For over 70 years, the World Bank Group has successfully raised funds in the capital markets to invest in development projects. Through its arm for middle-income countries, the International Bank for Reconstruction and Development (IBRD), the World Bank Group funded public sector projects like roads, green energy, health or education systems; and through the International Finance Corporation (IFC), it provided capital to the private sector in developing countries to help businesses grow and provide jobs, taxes and other wider societal benefits.
Issuances from these World Bank Group institutions have long been popular among investors seeking safe, fixed income investment opportunities, and more recently also for their development purpose. Together, IBRD and IFC have raised over $900 bn USD equivalent since 1947 thanks to a conservative risk profile and predictable financial returns.
Since 1960, a third institution of the World Bank Group – the International Development Association (IDA) – had executed a different mandate. IDA was set up to provide grants, concessional finance and technical assistance to the low-income countries, with funds provided via shareholder donations. Donors meet every three years to replenish IDA resources and review its policy framework.
In 2015, following the adoption of the United Nations’ 17 Sustainable Development Goals (SDGs), there was growing recognition that existing financing mechanisms for development would be insufficient too deliver the ambitious agenda.

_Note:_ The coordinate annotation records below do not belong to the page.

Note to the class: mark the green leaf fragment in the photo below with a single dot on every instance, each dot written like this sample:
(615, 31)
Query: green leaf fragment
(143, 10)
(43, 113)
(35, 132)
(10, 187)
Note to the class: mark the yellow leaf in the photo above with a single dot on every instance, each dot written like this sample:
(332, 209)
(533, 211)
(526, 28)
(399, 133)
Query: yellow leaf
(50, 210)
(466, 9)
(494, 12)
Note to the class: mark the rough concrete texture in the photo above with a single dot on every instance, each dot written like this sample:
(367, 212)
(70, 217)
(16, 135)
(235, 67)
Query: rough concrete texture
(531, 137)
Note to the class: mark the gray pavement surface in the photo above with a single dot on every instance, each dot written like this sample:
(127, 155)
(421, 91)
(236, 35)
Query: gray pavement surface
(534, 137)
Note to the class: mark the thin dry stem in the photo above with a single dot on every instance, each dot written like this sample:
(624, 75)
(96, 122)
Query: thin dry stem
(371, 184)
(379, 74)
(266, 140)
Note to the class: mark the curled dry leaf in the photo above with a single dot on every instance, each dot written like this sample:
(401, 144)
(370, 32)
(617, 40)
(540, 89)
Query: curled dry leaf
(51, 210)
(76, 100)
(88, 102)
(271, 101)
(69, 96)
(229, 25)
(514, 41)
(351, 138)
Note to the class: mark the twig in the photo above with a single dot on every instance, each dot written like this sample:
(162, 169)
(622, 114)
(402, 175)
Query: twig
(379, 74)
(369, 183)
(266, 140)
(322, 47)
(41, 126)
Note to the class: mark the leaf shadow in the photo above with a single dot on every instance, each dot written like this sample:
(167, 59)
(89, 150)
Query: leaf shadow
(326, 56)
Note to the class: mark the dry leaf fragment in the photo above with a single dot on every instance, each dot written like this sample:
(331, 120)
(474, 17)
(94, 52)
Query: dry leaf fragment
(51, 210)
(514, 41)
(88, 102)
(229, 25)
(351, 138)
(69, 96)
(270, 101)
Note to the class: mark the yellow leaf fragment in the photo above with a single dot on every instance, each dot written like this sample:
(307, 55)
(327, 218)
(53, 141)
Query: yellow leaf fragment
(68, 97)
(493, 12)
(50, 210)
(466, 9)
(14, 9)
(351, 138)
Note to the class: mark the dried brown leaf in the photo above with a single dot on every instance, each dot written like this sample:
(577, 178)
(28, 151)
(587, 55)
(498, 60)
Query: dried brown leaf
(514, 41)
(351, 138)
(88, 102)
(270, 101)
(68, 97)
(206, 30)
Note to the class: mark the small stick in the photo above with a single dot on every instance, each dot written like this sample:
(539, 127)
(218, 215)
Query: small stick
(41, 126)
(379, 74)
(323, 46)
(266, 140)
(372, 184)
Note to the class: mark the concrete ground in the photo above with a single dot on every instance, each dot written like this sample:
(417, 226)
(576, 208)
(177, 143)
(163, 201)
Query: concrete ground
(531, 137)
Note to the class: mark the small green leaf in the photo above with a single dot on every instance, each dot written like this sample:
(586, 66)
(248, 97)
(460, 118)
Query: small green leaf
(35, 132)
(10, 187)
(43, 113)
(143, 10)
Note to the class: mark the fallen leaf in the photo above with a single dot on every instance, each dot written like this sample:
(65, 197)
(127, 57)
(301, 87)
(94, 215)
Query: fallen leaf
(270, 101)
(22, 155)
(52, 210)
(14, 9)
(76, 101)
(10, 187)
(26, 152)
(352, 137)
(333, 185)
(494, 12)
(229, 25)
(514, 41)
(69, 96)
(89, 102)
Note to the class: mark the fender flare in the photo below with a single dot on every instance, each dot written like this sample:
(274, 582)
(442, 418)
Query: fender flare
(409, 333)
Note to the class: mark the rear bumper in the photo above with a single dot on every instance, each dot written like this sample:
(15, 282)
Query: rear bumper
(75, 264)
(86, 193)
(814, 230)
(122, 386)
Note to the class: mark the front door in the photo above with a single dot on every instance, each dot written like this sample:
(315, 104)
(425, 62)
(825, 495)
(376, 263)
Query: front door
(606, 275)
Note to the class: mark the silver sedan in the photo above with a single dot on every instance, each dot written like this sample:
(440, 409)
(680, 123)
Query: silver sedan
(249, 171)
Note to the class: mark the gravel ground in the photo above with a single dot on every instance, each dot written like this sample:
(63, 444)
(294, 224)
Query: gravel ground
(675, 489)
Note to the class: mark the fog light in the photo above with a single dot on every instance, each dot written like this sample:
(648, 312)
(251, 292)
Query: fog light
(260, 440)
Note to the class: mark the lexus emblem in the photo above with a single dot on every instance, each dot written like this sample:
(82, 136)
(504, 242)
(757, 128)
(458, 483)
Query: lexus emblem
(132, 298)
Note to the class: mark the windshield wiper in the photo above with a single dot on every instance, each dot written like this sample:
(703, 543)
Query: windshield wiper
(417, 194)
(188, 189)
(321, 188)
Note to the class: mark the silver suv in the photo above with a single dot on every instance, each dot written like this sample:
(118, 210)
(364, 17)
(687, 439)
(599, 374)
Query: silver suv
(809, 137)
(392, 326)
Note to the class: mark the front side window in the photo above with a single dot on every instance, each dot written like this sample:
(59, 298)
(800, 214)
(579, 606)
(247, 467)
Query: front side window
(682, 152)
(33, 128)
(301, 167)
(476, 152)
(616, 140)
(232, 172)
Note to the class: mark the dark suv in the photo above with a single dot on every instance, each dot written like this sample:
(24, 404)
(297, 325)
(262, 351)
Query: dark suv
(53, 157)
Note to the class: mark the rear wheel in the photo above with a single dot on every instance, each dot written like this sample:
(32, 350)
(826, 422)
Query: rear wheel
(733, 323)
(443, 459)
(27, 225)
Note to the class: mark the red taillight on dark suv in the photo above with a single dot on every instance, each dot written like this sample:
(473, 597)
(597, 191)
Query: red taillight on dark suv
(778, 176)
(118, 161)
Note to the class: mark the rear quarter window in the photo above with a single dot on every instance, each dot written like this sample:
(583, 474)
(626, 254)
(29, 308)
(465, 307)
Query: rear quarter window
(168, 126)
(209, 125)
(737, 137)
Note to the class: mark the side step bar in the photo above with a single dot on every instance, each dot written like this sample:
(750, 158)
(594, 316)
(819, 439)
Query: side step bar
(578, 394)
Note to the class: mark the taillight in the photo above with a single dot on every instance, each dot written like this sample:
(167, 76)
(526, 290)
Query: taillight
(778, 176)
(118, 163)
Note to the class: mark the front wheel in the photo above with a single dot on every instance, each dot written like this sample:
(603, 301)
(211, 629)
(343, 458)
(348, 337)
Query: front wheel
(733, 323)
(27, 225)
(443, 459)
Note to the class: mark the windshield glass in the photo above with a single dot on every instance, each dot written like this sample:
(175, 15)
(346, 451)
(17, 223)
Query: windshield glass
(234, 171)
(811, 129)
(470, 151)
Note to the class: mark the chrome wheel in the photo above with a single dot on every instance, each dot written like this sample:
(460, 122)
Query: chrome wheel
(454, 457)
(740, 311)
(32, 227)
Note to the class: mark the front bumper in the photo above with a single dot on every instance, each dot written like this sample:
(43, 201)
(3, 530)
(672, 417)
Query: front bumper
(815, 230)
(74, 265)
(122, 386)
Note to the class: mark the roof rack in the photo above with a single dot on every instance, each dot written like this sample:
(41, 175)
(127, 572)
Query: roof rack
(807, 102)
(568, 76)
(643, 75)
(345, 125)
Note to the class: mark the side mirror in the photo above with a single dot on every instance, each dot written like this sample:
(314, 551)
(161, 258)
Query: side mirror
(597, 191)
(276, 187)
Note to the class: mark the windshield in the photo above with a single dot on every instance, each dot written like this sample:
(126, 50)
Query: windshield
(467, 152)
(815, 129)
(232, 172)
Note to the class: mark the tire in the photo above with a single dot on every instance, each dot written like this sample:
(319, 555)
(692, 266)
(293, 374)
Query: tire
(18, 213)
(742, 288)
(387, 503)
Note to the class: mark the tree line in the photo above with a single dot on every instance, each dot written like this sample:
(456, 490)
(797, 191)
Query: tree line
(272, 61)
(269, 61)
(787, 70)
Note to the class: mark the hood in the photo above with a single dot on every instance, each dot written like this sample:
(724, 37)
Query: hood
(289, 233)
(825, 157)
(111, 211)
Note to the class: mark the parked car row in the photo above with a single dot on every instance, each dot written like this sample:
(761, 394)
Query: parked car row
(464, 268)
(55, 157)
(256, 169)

At a meeting of multilateral development banks (MBDs), it was agreed that the world must ramp up development financing by an order of magnitude — “from billions to trillions.” This meant thinking beyond aid, to private finance and unlocking developing countries’ own resources. Moreover, the international community recognized this was most pressing for the poorest countries that often have the biggest development needs.
IDA was expected to play its part and increase the level of assistance it provides. With a short time-frame in which to achieve the SDGs, additional sources of finance were urgently needed.
Although IDA had not previously raised funds from the markets, it was well-placed to do so based on several factors. First, it has a strong equity base of $163 billion, more than all the other MDBs combined. Second, it typically enjoys preferred creditor status and had an excellent track record of repayments on its concessional loans. Third, it has very strong shareholder support, as demonstrated by its history of three-yearly replenishments that had raised a total of over $270 billion since 1961. Fourth, IDA carries virtually no debt.
Finally, IDA offers investors a unique opportunity to support development projects in some of the world’s low-income countries, especially in Africa, which will receive around $45 billion in IDA funds in the three financial years between 2017 and 2020. As an increasing number of investors look to direct capital to products that fulfill their financial requirements and serve a positive social purpose, IDA is a compelling story.
Once the decision was made to tap the capital markets for additional funds to supplement donor resources, a compelling package was put together. IDA secured a AAA/Aaa rating (S&P/Moody’s) and its first bond, issued in April 2018, was oversubscribed by four times, raising US$1.5 billion to address some of the most pressing development issues.
The successful outcome can be viewed from several viewpoints. First, it has leveraged donor resources so that every $1 in partner contributions generates about $3 in spending authority. Second, it has helped investors add assets to their portfolios that significantly scale up support toward achieving the SDGs and contribute to global development. Most importantly, it means that millions more people will benefit from IDA programs that build infrastructure and public services like schools and health clinics in some of the world’s poorest places.
Since the first issuance, IDA has enhanced its borrowing program to offer short-term debt instruments, reaching an outstanding amount of $1.9 billion as of June 30, 2019. These volumes are only a start. Additional planned issuances in the coming years are in the tens of billions of dollars, a conservative estimate in line with IDA’s large capital base and its strong support from its shareholders.
Clearly, this success is a tribute to IDA’s strong track record in delivering measurable and impactful results in low-income countries. We also believe our success is due to our approach to sustainable investing and achieving a positive impact.
People everywhere are rightly concerned by a broad range of development issues, which makes IDA an exciting investment. IDA seeks to improve living standards in low-income countries through a comprehensive set of interventions that include policy reforms that stimulate growth and private sector development, building infrastructure to help farmers bring their products to market, and building energy systems that increase electricity access for households and small businesses. Interventions also address basic human development needs that range from supporting primary, secondary and higher education, through to strengthening health systems and providing social safety nets for the needy. And, IDA is at the frontline of supporting countries that go through crises, be it those caused by natural disasters or by war and violence, and its support is directed to building resilience and addressing the causes of fragility and conflict. In short, investments that promote hope for a better future.
This broad development agenda, and IDA’s ability to touch the lives of many people seeking a better life in low-income countries, enables investors to generate returns while joining the global coalition that aims to achieve the SDGs. This is a sweet spot that IDA seeks to occupy and broaden.
At the World Bank Group, we have long history of working with the capital markets to raise financing for development projects. This approach was pioneered by IBRD, and later by IFC. With IDA joining IBRD and IFC as a premier impact issuer in the capital markets, investors can do well and do good, knowing that their capital is at work in the low-income countries where they may otherwise not have the opportunity to invest.